後手番では青野流を受けるのが大変なため,相横歩取りや44角戦法,33桂戦法(図2右)など,マイナーな指し方で対抗するのも有力.後手での作戦を決めておいて研究し,自分の土俵に持ち込んで五分以上に勝てれば十分だと思います.どうしても後手横歩が嫌な場合は,ダイレクト向かい飛車など研究班分,自力半分の力戦系に持ち込むのも有力です.
参考書籍: 中原誠, 将棋戦型別名局集6 横歩取り名局集, マイナビ出版, 2017. https://book.mynavi.jp/shogi/products/detail/id=73063
3. 対振り棒銀
振り飛車党の対策が回ってない分野
「振り飛車には穴熊」を克服した藤井システムを,銀冠穴熊が迎え撃とうとしている時代.振り飛車の棋書も銀冠穴熊対策の章が増えてきました.穴熊を巡る攻防はまだまだ続きそうですが…
そんなノーマル四間飛車・三間飛車に良く刺さるのが,一世代前の棒銀作戦(図3左, 中).玉が薄い難点がしばしば言及されますが,先攻できる利点はあまりにも大きい.最近はへなちょこ急戦など対振り急戦が見直されており,その対策も進んでいますが,それゆえに棒銀対策まで手が回っていない振り飛車党が多い印象を受けます.
所詮棒銀と思われがちですが,振り飛車は受け間違えると簡単に悪くなってしまいます.中盤で銀角交換の駒得になることもしばしば.船囲いも59や69地点に歩,香,桂を埋めておけば寄せ合いに強く,攻め合っても充分です.振り飛車43銀型と32銀型どちらにも効き,先手後手どちらでも使えるオールマイティさも良い点.
振り飛車が玉頭銀から玉頭戦にしてきた時に棒銀が立ち遅れる難点こそありますが,その場合には銀を出ず72飛亜急戦に切り替えるのが有効(図3右).私は54歩型には棒銀,53歩型には72飛と使い分けています.
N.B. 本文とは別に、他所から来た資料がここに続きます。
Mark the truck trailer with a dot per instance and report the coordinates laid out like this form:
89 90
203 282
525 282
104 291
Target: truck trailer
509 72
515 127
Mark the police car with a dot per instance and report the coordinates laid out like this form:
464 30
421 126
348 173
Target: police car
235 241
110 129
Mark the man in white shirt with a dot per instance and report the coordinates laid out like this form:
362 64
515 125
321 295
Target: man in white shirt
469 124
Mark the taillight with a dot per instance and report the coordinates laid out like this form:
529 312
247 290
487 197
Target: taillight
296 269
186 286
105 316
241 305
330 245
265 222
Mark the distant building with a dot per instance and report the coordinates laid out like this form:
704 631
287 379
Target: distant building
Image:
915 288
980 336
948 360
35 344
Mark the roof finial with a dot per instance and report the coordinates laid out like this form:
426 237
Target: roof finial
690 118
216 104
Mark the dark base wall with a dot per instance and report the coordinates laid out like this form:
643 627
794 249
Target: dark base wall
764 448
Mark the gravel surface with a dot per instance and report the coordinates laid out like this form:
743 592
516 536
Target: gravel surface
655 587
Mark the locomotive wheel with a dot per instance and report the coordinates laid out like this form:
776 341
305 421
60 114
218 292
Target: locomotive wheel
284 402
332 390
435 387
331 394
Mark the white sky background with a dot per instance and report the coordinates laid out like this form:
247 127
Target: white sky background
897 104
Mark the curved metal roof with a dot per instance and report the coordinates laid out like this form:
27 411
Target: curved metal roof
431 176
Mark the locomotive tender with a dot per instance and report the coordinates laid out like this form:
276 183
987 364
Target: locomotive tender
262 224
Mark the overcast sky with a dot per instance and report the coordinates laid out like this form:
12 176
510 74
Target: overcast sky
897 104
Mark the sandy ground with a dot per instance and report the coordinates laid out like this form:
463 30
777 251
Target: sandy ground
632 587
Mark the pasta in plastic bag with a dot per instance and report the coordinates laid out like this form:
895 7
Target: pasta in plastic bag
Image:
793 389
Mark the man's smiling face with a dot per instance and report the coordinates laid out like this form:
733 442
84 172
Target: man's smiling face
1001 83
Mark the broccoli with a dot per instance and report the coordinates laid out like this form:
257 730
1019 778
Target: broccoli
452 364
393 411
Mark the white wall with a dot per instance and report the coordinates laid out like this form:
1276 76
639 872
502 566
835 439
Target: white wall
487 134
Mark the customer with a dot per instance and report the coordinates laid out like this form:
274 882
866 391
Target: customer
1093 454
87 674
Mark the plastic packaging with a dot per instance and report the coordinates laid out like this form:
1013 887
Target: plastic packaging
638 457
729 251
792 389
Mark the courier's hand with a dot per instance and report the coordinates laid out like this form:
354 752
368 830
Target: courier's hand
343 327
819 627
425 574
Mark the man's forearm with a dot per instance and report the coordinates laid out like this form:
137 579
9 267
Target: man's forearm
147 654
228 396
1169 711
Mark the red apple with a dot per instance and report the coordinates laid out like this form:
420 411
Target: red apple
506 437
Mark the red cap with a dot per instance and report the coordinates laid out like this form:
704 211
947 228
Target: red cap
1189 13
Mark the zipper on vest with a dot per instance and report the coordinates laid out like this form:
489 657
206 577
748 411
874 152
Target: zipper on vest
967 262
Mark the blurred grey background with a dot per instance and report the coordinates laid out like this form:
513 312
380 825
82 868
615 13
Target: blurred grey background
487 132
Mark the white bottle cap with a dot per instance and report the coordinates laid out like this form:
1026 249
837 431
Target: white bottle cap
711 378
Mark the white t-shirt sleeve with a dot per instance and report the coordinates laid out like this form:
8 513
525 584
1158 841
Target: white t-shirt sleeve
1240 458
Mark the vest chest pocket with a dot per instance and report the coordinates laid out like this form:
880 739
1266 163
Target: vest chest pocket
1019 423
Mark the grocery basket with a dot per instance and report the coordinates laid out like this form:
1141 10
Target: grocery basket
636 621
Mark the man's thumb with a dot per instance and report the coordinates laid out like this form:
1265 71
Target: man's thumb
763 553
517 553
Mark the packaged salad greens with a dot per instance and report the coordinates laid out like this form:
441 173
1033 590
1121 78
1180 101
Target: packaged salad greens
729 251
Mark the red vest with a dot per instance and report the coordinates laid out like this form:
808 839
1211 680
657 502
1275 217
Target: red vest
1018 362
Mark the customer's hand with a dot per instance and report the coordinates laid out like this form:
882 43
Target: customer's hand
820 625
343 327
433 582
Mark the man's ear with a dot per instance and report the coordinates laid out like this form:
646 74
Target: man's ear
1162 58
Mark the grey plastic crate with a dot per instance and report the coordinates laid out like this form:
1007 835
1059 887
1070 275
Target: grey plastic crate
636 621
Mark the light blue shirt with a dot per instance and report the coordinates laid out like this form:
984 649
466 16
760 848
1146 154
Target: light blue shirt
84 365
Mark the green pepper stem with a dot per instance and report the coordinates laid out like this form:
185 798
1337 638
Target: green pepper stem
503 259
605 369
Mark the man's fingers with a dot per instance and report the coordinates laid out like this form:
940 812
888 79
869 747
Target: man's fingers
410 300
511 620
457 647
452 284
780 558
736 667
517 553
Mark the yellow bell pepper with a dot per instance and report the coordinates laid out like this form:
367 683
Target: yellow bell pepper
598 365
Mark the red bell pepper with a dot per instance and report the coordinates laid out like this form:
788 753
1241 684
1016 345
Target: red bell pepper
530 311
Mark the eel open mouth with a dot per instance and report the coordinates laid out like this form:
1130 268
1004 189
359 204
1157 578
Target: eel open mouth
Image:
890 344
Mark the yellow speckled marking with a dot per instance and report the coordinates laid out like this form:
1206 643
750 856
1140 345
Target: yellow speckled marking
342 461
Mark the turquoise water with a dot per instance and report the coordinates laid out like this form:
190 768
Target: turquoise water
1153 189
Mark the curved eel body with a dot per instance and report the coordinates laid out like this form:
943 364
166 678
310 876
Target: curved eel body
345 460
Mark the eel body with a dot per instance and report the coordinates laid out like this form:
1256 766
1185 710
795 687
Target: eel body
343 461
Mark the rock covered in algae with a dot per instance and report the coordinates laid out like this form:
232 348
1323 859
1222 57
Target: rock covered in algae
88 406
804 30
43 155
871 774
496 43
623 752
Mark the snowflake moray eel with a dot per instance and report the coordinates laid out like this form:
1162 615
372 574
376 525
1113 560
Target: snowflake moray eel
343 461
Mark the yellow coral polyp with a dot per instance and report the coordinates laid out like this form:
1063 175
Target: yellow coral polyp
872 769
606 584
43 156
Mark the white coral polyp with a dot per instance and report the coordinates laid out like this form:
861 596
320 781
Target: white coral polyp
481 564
参考書籍: 渡辺明, 四間飛車破り【急戦編】, 浅川書房, 2005. https://www.asakawashobo.co.jp/products/detail.php?product_id=15
4. 旧型ミレニアム
角交換振り飛車に「角交換させない」
将棋ウォーズでよく見る作戦が角交換振り飛車.対策も多々ありますが,どうしても経験負けしがちなところがあります.何より逆棒銀の対処が大変.
そこでお勧めなのが,序盤で▲66歩と角道を止めてしまう指し方.以下,77角57銀67金型で穴熊を見せてから,相手が藤井システム調の速攻を見せてきた場合には▲51角~▲26角(図4左)が藤井システム黎明期に居飛車側の対策として表れた手順です.そのあとは▲77桂~▲89玉~▲78金で囲いが完成.ミレニアム囲いと呼ばれる構えです(余談ですが,将棋ウォーズのミレニアム囲いエフェクトを発生させる駒組みは元々「トーチカ」というものです).
右桂を活用し飛車を6筋に回る(図4中)駒組みは私の構想.以下,▲46歩から右図まで一気の攻めが決まります.振り飛車を持って受けるのも容易ではなく,あまり見ない構えというのも相まって,初見殺ししやすい作戦だと思います.
参考書籍: 高橋道雄,固めてドカン!対四間飛車ミレニアム&トーチカ戦法, マイナビ出版, 2020. https://book.mynavi.jp/shogi/products/detail/id=116893
5. 53銀型三間飛車穴熊
固い,攻めてる,切れない,勝ち.
居飛車相手ならいつでもどこでも使える作戦が三間飛車穴熊.四間飛車は左銀が78~67にしか活用できませんが,三間飛車なら▲68銀~▲57銀と中央に活用できます(図5左).これを活かして飛車を袖に振りなおし,▲46銀から棒銀を見せる筋は分かりやすく,力強い(図5中).固い,攻めてる,切れない,勝ち.という将棋の黄金パターンを実現しやすい利点があります.この筋は中飛車や向かい飛車の穴熊でも応用可能です.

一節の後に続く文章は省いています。